First 3 steps = +/- 85% of the project time Last 3 steps are supported by 'SEMMA': - Sample - Explore - Modify - Model - Assess
Datamining
The process of discovering new valuable knowledge in databases. Datamining = machine learning (Ai) + statistics + databases.
2 types of datamining:
1. Hypothesis-driven data mining. This is the classical statistical hypothesis testing. Beforehand you have a hypothesis that you want to test.
2. Discovery-driven data mining. This is modern explorative research. You are exploring the data and the hypothesis develops while looking at the data.
Similarities between datamining and statistics.
- Scientific fields for analyzing data
- Complex processes for learning from data that require profound understanding and mastering.
Differences between datamining and statistics
- Purpose of data: statistics data are primarily collected for checking a hypothesis formulated beforehand. Datamining deals mostly with data gathered from operational processes.
- Amount of data: Datamining usually deal with vast amounts of data.
- Data analysis: the results from datamining process should be easy to understand by and explain to the human decision makers and should comply with the business objectives.
5 v’s for big data
- Volume: the incredible amounts of data generated from different sources.

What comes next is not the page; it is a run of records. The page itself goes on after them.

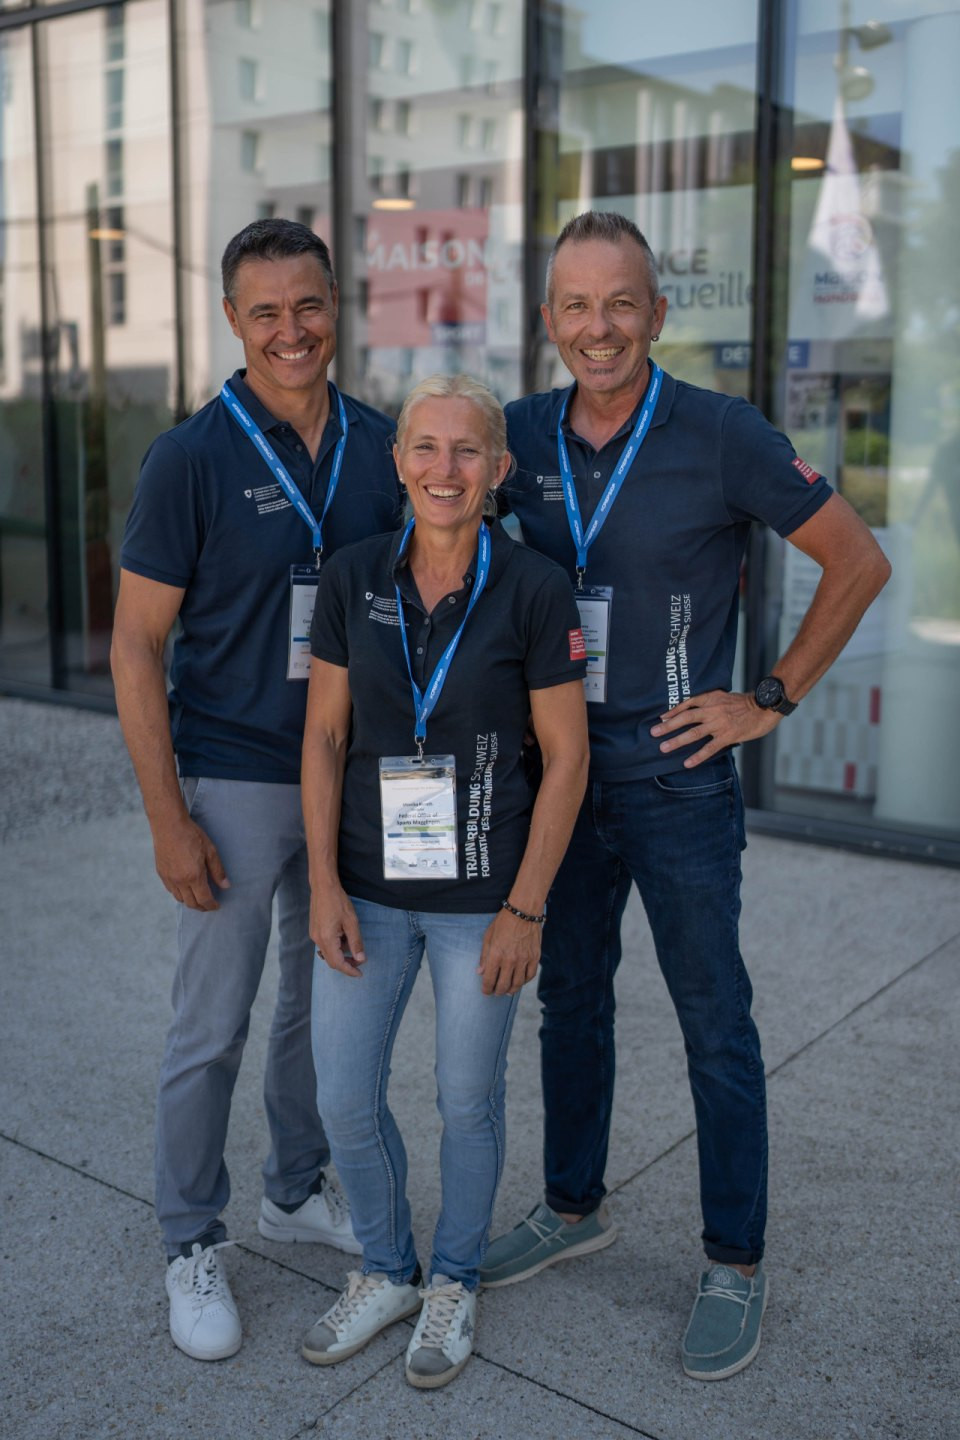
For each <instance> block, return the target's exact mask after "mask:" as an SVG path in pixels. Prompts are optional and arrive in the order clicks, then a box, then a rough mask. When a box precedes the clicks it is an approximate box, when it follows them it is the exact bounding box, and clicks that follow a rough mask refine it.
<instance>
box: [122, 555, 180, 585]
mask: <svg viewBox="0 0 960 1440" xmlns="http://www.w3.org/2000/svg"><path fill="white" fill-rule="evenodd" d="M119 567H121V570H130V573H131V575H142V577H144V579H145V580H158V582H160V585H173V586H176V589H178V590H184V589H186V588H187V585H190V580H191V576H189V575H173V573H171V572H170V570H158V569H157V566H154V564H147V563H145V562H144V560H134V559H131V556H128V554H124V556H121V559H119Z"/></svg>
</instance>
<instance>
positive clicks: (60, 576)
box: [36, 0, 176, 694]
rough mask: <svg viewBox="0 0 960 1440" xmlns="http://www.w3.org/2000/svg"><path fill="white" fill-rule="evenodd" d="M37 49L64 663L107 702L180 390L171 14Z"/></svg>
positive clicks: (79, 36) (152, 0)
mask: <svg viewBox="0 0 960 1440" xmlns="http://www.w3.org/2000/svg"><path fill="white" fill-rule="evenodd" d="M36 33H37V43H39V50H40V89H42V94H40V114H42V115H43V174H45V186H46V192H45V197H43V213H45V226H46V246H47V256H49V275H47V291H46V295H47V307H49V314H50V331H52V333H50V341H49V343H50V350H49V380H50V386H52V392H53V400H55V416H56V449H55V455H56V462H58V478H56V484H58V497H59V516H58V521H59V536H60V546H62V554H60V559H59V579H60V583H62V589H63V609H65V622H66V635H65V655H63V662H65V667H66V683H68V685H69V687H71V688H79V690H88V691H96V693H102V694H109V693H111V687H109V670H108V649H109V635H111V619H112V602H114V595H115V586H117V566H118V557H119V540H121V536H122V527H124V521H125V517H127V511H128V508H130V501H131V495H132V488H134V484H135V480H137V472H138V469H140V461H141V458H142V454H144V451H145V448H147V445H148V444H150V442H151V441H153V438H154V436H155V435H157V432H158V431H161V429H164V428H167V426H168V425H170V422H171V402H173V395H174V387H176V374H174V312H173V235H171V206H170V127H168V114H167V92H168V86H167V6H166V3H164V0H137V3H135V4H127V6H111V7H109V9H99V10H89V12H86V13H82V14H73V16H65V17H62V19H52V20H47V22H45V23H43V24H40V26H37V32H36ZM118 101H119V111H121V114H118V112H117V105H118ZM117 121H121V122H122V130H121V132H119V134H118V132H117V130H115V122H117ZM108 127H109V128H108ZM108 202H109V203H108Z"/></svg>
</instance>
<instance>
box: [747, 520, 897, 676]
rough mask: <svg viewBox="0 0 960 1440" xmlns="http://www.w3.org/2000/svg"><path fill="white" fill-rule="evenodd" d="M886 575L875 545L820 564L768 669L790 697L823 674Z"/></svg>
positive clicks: (853, 627) (846, 640)
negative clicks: (812, 581) (811, 587)
mask: <svg viewBox="0 0 960 1440" xmlns="http://www.w3.org/2000/svg"><path fill="white" fill-rule="evenodd" d="M888 577H889V563H888V560H887V557H885V556H884V553H882V550H881V549H879V546H878V547H877V553H875V554H869V556H864V557H861V562H859V563H856V564H851V566H843V567H830V569H825V570H823V575H822V576H820V583H819V585H818V588H816V592H815V595H813V599H812V600H810V606H809V609H807V612H806V615H805V616H803V621H802V622H800V628H799V629H797V632H796V635H794V636H793V639H792V642H790V644H789V645H787V648H786V651H784V652H783V655H782V657H780V660H779V661H777V664H776V667H774V671H773V672H774V674H776V675H779V677H780V680H782V681H783V688H784V690H786V693H787V696H789V698H790V700H794V701H796V700H802V698H803V697H805V696H806V694H807V693H809V691H810V690H812V688H813V685H815V684H816V683H818V680H820V678H822V677H823V675H825V674H826V671H828V670H829V668H830V665H832V664H833V661H835V660H836V657H838V655H839V654H841V651H842V649H843V647H845V645H846V642H848V641H849V638H851V635H852V634H853V631H855V629H856V626H858V625H859V622H861V619H862V618H864V613H865V611H866V608H868V606H869V605H871V602H872V600H874V599H875V598H877V596H878V595H879V592H881V590H882V588H884V585H885V583H887V580H888Z"/></svg>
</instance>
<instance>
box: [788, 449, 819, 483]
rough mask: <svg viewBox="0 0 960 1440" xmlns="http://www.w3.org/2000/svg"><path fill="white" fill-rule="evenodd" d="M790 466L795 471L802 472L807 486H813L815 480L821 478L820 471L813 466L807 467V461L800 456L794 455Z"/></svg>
mask: <svg viewBox="0 0 960 1440" xmlns="http://www.w3.org/2000/svg"><path fill="white" fill-rule="evenodd" d="M790 464H792V465H793V468H794V469H799V471H800V474H802V475H803V478H805V480H806V482H807V485H812V484H813V481H815V480H819V478H820V472H819V469H813V465H807V462H806V461H805V459H800V456H799V455H794V458H793V459H792V461H790Z"/></svg>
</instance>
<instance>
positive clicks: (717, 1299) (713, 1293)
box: [701, 1274, 753, 1310]
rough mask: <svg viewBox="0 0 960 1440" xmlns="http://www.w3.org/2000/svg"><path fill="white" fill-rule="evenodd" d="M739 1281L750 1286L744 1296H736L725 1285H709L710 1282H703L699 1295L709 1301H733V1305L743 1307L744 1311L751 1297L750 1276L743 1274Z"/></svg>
mask: <svg viewBox="0 0 960 1440" xmlns="http://www.w3.org/2000/svg"><path fill="white" fill-rule="evenodd" d="M741 1279H743V1280H746V1282H747V1284H748V1286H750V1289H748V1290H747V1293H746V1295H737V1293H735V1292H734V1290H731V1289H730V1287H728V1286H725V1284H711V1283H710V1282H704V1287H702V1290H701V1295H702V1296H704V1299H711V1300H734V1303H735V1305H743V1308H744V1310H748V1309H750V1299H751V1296H753V1284H751V1283H750V1282H751V1276H748V1274H744V1276H741Z"/></svg>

- Variety: all the different types of data we can use.
- Velocity: the speed at which vast amounts of data are being generated, collected, and analyzed.
- Value: the worth of the data being extracted (often forgotten).
- Veracity: the quality or trustworthiness of the data.
Principles from logic
- Deduction: all birds can fly, Koko is a bird, Koko can fly. -> it is sounds
- Abduction: all birds can fly, Koko can fly. Therefor, Koko is a bird. -> not sounds, airplanes can fly as well.
- Induction: Koko is a bird, Koko can fly, Tweety is a bird, Tweety can fly. All birds can fly. -> it is not sounds, because we only have 2 cases. However, this is used in data mining.
Selection bias
Make sure that your dataset (sample) is a good representation of the real world.
Social and legal aspects
- Social impacts:
+ privacy: access to detailed personal information.
+ ethics: handling misinformation and discrimination. - Legal aspects:
+ National and EU
+ General Data Protection Rule (GDPR)